Cardiac Dimensions said today that the FDA granted an investigational device exemption for a pivotal trial of its Carillon mitral valve repair device.
Kirkland, Wash.-based Cardiac Dimensions said the 400-patient study will compare the device with guideline-directed treatment of symptomatic functional mitral regurgitation associated with heart failure after a year.
The percutaneous Carillon annuloplasty device is designed to use a distal anchor and proximal anchor, connected by a shaping ribbon, to reshape the mitral annulus by bending the coronary sinus. The device met its endpoints in a trio of previous studies in Europe, Cardiac Dimensions said; the 120-patient Reduce FMR trial is still enrolling patients in Europe, Australia and New Zealand, the company said.

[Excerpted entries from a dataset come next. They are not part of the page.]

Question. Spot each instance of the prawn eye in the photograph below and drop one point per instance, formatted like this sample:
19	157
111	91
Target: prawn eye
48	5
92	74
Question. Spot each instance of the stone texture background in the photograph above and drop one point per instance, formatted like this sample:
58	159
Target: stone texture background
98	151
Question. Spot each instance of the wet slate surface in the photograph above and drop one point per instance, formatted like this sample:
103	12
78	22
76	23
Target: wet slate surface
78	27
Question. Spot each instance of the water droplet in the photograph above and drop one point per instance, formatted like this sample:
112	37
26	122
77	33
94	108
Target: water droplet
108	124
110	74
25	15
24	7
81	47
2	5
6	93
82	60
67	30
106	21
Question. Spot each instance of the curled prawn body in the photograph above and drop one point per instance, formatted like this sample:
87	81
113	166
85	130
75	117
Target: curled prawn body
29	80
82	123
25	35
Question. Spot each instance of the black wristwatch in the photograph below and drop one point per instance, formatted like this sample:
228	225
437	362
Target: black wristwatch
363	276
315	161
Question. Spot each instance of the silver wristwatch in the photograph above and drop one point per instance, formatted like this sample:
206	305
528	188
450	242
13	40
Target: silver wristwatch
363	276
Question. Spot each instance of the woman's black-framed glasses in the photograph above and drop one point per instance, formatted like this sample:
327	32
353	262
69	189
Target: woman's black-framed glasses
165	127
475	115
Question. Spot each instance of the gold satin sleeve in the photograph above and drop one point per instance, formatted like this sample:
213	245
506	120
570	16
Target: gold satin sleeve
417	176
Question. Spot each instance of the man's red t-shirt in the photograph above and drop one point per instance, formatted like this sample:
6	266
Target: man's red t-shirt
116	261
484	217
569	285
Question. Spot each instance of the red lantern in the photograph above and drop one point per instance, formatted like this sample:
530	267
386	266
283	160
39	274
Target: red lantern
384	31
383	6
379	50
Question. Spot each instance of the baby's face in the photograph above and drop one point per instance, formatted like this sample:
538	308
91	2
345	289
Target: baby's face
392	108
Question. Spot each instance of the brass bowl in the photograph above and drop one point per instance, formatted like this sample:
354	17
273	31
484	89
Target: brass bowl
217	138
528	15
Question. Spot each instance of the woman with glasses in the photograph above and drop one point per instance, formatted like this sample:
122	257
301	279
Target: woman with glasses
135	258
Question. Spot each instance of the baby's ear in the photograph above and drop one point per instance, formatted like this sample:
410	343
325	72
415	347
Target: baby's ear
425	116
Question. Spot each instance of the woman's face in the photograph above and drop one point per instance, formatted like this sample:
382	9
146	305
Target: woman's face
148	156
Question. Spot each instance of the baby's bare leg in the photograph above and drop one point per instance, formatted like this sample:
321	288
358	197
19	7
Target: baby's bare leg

“The approval of the IDE for the Carillon system is a significant milestone for our company,” president & CEO Gregory Casciaro said in prepared remarks. “We have seen substantial interest and adoption of the Carillon system in Europe and are excited to take the 1st step to bring this innovative treatment to patients and physicians in the U.S.”
“This Carillon trial is an important next step to potentially advance the treatment of patients with functional mitral regurgitation,” added clinical steering committee chairman Dr. Martin Leon of the Columbia University Medical Center. “There is a significant need for a new minimally invasive solution for this extremely ill and underserved patient population, as current mainstream therapies are limited.”
“The Carillon device is unlike any other mitral regurgitation therapy. It offers patients annular reduction and keeps adjunctive therapy options open,” said co-principal investigator Dr. Samir Kapadia of the Cleveland Clinic. “I am excited to participate in this important pivotal trial and look forward to the results.”